Posted 21 April 2014
RedChecker
Photographer
RedChecker
Crippen

Can you not wirelessly save footage straight to a laptop these days?



Not HD video footage, there's way too much bandwidth needed for wireless (my 6D records at around 91mbps iirc for 1080P, and even broadcast standard MXF is 50mbps).

dSLRs filled a nice gap for the enthusiast a few years ago but all of the dedicated manufacturers of film/video equipment have caught up fast and for any serious film maker there are many far more suitable options out there, many of which have gone the next step in recording 4k (which only a handful of dSLRs are capable of at present).
Posted 21 April 2014
Edited by RedChecker 21 April 2014
RedChecker
Photographer
RedChecker
Chandos

 and 95% of these filmmakers are suckers for extreme DOF that focuses back and forth.
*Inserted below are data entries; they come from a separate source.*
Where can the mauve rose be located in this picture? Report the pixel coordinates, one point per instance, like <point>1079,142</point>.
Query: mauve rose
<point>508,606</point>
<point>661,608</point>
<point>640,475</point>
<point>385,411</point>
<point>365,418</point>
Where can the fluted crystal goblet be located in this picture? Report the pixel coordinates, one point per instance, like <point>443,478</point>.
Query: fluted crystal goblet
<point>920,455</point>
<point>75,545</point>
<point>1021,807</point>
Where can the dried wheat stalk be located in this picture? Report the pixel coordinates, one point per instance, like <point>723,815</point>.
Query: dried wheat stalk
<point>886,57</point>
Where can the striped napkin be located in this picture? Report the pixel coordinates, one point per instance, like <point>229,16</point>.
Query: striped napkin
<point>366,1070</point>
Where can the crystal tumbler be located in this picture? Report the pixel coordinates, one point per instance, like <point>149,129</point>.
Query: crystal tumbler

And therein lies the skill with making films (along with avoiding things like rolling shutter), as it's not really a gear problem and more of a user problem hence why dedicated (pro grade) camcorders are arguably better suited for most people's needs due to ergonomics and features like focus assist etc.
Posted 21 April 2014
Edited by RedChecker 21 April 2014
RedChecker
Photographer
RedChecker
Out of curiosity... has anyone seen The Hobbit (part 2) on BluRay yet?

There's a scene where they're riding the barrels in the rapids that looks like they used some sort of shitty action cam in them like a GoPro (it's very evident the footage quality is different and the shutter speed is way too high IMO). I was quite surprised by this bit of cost-cutting as it's so obvious and doesn't fit with the rest of the film (a work colleague who doesn't do photography/video pointed it out).
Posted 21 April 2014
Edited by RedChecker 21 April 2014
Chandos
Photographer
Chandos
Establish video camera manufacturers the high end ones like Arii and Red did not need to catch up with dSLR, they were streets ahead already. It was the sensor size and affordability of dSLRs that struck a cord with budget indie filmmakers and competed well against high end consumer cams.
What changed in the last couple of years is new companies making better video cameras at competitive prices and higher end consumer cams got cheaper and better.

Posted 21 April 2014
Edited by Chandos 21 April 2014
Chandos
Photographer
Chandos
RedChecker
And therein lies the skill with making films (along with avoiding things like rolling shutter), as it's not really a gear problem and more of a user problem hence why dedicated (pro grade) camcorders are arguably better suited for most people's needs due to ergonomics and features like focus assist etc.
Most video capable dSLR especially the early ones suffers from bad rolling shutter so I would say it is a gear problem as well as the user. dSLR is primary made for still photos not video. The extreme shallow DOF footage focussing in and out I see in 95% of dSLR videos was actually deliberate so it seems. I did ask one why they shoot that way all the time and they told me the client preferred it. Well I don't. Some thinks it is cool, I just find it annoying.
Posted 21 April 2014
Edited by Chandos 21 April 2014
RedChecker
Photographer
RedChecker
Simon, you've misinterpreted what I said. The catching up comment was referring to making gear 'affordable' to the lower end market for enthusiast and low budget film makers (yes, I'm fully aware that at the top-end there's no comparison).

Cost wise Arri now produce 'affordable' cameras with both the Alexa and newly released Amira. Sony, Panasonic and Canon as well as a plethoria of other makes now also produce 'affordable' cameras for films.

I would not class Red as affordable personally.